First of all, I will apologise for the fact I didn't take notes and this is all from memory, so I will miss some points that were made on the day. You just have to hope my brain isn't depriving you of any gems. If it makes you feel better - it's depriving me of said gems as well.
Advise for new writers
- Write from your heart.
- Don't try and guess what the next big thing is, just write a good story.
- Just keep going. Don't give up!
- When approaching publishers and agents it's best not to label yourself, especially with a mix of two authors. For (really bad) example, I'm somewhere between J.K Rowling and Stephen King.
- It it up to the publisher/agent to decide where your style sits, don't decide (and add an unlikely comparison to the current best-sellers) in your cover letter.
The Power of Book Clubs
- Book clubs over in America have been behind the success of books like 'The Help.'
- It's good to get involved with book clubs and worth joining one as a writer.
What do readers want to see in Women's Fiction?
- The panel said it's not so much about the traditional boy meets girl anymore.
- Readers prefer the heroine to face a dilemma.

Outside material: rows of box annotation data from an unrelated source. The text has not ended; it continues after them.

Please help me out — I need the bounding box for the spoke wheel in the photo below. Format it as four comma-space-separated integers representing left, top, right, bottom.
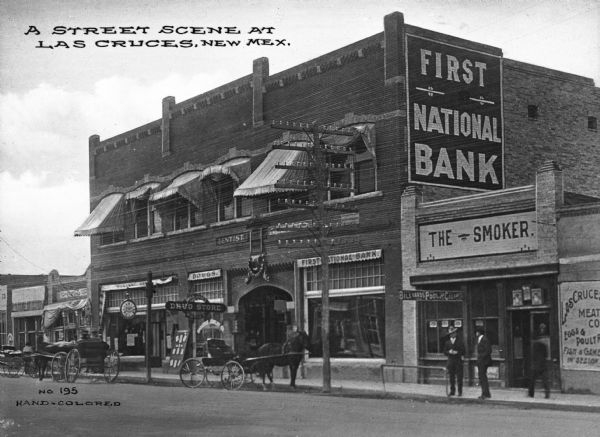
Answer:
65, 349, 81, 382
179, 358, 206, 388
221, 361, 246, 390
50, 352, 67, 381
104, 349, 121, 382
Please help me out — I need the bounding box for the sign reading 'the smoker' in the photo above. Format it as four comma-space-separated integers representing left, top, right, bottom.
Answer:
419, 211, 537, 261
406, 35, 504, 190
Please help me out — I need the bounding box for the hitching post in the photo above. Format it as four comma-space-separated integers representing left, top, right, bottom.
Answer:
146, 272, 154, 383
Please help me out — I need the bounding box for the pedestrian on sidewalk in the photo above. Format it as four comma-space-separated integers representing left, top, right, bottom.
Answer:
528, 323, 550, 399
444, 326, 465, 396
475, 326, 492, 400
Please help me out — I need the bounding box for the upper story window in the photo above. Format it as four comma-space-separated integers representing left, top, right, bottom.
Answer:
527, 105, 538, 118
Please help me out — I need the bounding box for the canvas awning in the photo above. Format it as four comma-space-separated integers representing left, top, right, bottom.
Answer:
125, 182, 160, 200
43, 297, 90, 329
75, 193, 124, 237
233, 143, 307, 197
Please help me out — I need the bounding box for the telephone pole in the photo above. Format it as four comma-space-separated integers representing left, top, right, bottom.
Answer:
271, 122, 356, 393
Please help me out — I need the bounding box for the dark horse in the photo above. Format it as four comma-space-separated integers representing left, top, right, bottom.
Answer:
253, 331, 310, 389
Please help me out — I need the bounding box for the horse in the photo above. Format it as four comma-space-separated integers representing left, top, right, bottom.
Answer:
253, 331, 310, 390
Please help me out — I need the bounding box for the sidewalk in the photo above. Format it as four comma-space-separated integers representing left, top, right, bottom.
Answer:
81, 368, 600, 413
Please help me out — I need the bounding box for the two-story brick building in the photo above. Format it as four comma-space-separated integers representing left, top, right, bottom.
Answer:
76, 13, 600, 377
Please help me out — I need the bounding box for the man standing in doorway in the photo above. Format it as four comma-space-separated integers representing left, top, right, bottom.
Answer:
475, 326, 492, 400
444, 326, 465, 396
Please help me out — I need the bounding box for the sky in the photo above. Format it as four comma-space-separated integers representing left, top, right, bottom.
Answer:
0, 0, 600, 275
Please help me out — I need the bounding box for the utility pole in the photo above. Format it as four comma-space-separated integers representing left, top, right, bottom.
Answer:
146, 271, 154, 383
271, 122, 356, 393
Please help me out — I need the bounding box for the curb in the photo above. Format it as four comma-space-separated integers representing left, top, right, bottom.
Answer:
82, 375, 600, 413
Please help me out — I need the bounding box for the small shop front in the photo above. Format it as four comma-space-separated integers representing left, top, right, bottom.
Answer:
43, 288, 92, 343
10, 285, 46, 349
297, 249, 385, 361
100, 276, 179, 367
408, 272, 560, 387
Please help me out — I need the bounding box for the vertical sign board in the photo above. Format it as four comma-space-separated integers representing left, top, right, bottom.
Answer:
169, 330, 190, 369
406, 34, 504, 190
560, 281, 600, 371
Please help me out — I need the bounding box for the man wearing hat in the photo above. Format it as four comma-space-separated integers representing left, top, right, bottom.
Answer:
444, 326, 465, 396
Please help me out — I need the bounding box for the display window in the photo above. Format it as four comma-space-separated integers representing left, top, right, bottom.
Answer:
308, 295, 385, 358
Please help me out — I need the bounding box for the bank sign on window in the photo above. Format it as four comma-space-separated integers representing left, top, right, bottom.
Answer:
406, 35, 504, 190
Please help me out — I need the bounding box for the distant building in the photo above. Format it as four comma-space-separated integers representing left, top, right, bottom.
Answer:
75, 13, 600, 385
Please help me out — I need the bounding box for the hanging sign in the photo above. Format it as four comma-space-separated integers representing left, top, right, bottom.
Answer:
165, 301, 227, 313
169, 329, 190, 369
406, 34, 504, 190
120, 299, 137, 320
399, 290, 464, 302
188, 269, 221, 281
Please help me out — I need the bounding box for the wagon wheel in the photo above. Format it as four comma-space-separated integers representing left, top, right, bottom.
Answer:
50, 352, 67, 381
221, 361, 246, 390
179, 358, 207, 388
104, 349, 121, 382
23, 357, 38, 378
6, 359, 23, 378
65, 348, 81, 382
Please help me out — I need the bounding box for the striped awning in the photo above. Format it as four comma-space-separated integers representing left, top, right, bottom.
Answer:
125, 182, 160, 200
233, 149, 307, 197
150, 170, 202, 202
43, 297, 90, 329
74, 193, 124, 237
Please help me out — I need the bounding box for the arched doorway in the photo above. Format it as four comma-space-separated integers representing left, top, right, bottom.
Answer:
239, 286, 292, 350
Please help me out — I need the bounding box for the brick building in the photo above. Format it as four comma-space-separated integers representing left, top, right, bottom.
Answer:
76, 13, 600, 377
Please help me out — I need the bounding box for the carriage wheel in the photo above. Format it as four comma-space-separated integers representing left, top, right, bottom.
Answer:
23, 357, 38, 378
179, 358, 207, 388
50, 352, 67, 381
6, 360, 22, 378
104, 349, 121, 382
65, 349, 81, 382
221, 361, 246, 390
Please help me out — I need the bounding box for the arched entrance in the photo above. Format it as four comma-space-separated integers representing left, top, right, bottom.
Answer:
239, 286, 292, 349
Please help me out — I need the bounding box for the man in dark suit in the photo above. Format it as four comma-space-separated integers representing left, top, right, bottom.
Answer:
475, 326, 492, 400
444, 326, 465, 396
528, 323, 550, 399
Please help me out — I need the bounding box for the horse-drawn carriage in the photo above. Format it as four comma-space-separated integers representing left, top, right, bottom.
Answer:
7, 339, 119, 382
179, 331, 309, 390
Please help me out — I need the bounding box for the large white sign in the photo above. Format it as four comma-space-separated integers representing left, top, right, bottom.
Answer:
12, 285, 46, 305
560, 281, 600, 371
419, 211, 538, 261
0, 285, 8, 311
298, 249, 381, 268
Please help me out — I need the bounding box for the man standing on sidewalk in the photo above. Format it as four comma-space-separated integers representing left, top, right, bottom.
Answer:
475, 326, 492, 400
444, 326, 465, 396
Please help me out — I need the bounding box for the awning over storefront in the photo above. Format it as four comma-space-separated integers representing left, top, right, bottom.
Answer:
233, 143, 307, 197
44, 297, 90, 329
125, 182, 160, 200
150, 170, 202, 206
75, 193, 124, 237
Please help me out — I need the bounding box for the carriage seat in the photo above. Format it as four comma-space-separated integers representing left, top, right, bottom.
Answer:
206, 338, 235, 362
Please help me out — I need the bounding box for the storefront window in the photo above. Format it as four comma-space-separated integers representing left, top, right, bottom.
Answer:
423, 302, 463, 354
308, 295, 385, 358
470, 287, 500, 350
305, 258, 384, 292
192, 278, 225, 303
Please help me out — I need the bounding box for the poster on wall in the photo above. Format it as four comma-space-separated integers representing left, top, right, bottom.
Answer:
560, 281, 600, 371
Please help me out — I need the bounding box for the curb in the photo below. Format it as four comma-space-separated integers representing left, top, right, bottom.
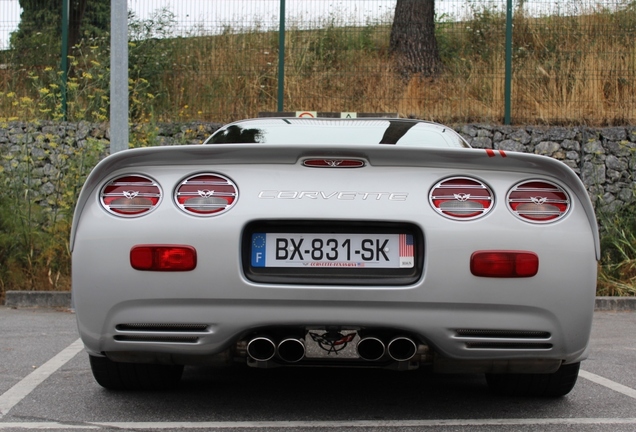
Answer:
4, 291, 636, 312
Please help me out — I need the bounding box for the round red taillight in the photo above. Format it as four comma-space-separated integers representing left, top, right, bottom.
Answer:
429, 177, 494, 220
174, 174, 238, 216
507, 180, 570, 223
100, 175, 161, 217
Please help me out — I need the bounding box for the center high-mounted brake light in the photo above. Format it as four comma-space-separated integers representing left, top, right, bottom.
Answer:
130, 245, 197, 271
470, 250, 539, 278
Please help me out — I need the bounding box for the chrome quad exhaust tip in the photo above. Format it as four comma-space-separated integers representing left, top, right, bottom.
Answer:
387, 336, 417, 361
277, 338, 305, 363
356, 336, 386, 361
247, 336, 276, 362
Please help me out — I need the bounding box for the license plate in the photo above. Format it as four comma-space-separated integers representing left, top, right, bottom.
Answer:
251, 232, 415, 268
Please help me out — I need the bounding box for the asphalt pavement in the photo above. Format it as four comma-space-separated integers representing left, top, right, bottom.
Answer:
0, 307, 636, 432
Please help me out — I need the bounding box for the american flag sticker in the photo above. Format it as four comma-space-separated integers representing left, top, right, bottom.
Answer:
400, 234, 415, 268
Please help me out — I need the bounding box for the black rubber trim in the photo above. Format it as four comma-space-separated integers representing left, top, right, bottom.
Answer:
241, 220, 424, 286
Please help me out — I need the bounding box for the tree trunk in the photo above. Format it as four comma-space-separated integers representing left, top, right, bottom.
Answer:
390, 0, 442, 78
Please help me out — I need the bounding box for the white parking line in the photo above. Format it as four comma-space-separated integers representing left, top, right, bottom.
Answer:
0, 418, 636, 430
579, 369, 636, 399
0, 339, 636, 430
0, 339, 84, 419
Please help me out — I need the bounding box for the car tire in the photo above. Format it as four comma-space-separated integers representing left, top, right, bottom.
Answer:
89, 355, 183, 390
486, 363, 581, 397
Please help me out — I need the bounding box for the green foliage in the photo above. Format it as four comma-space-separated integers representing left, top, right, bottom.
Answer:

Carrie Kania called this type of work Moral Lit.
- It's still all about good stories.
What makes the panel pick out a book/story?
- Cathy from Waterstones pointed out how author interaction can make a difference. She receives a desk load of books every week, but had selected one out and popped it in her handbag for three reasons. The book was A Cornish House by Liz Fenwick. Her reasons for selecting it were her own connection with Cornwall, the cover and Liz's personable interactions on twitter.
- Carrie mentioned that it is the sentence that stands out for her. All the things like character and plotting can be advised on, but it is how the author forms sentences that makes a piece stand out for her.
Paperback vs. ebooks
- They talked about ebooks and how that is changing, but they believe this will still exist alongside paperback books. The UK market continues to evolve and is playing catch up to the US market.
- There was talk about Amazon and the role it plays. The panel was asked if they are worried about Amazon starting their own publications, but they all said they would wait and see.
Agents as publishers
- The panel was asked about the fact that some agents are trying to become publishers over in America and whether this is something set to continue. They agreed the roles of agent/publisher/editor are separate.
Like I said, I've included the bits I've remembered. There was more, but I've never been one for noting things down as I prefer to take it all in. I'd never make it as a journalist, but there you go.
There was not an ounce of doom and gloom. I came away feeling very optimistic... or was that because I was heading to the pub?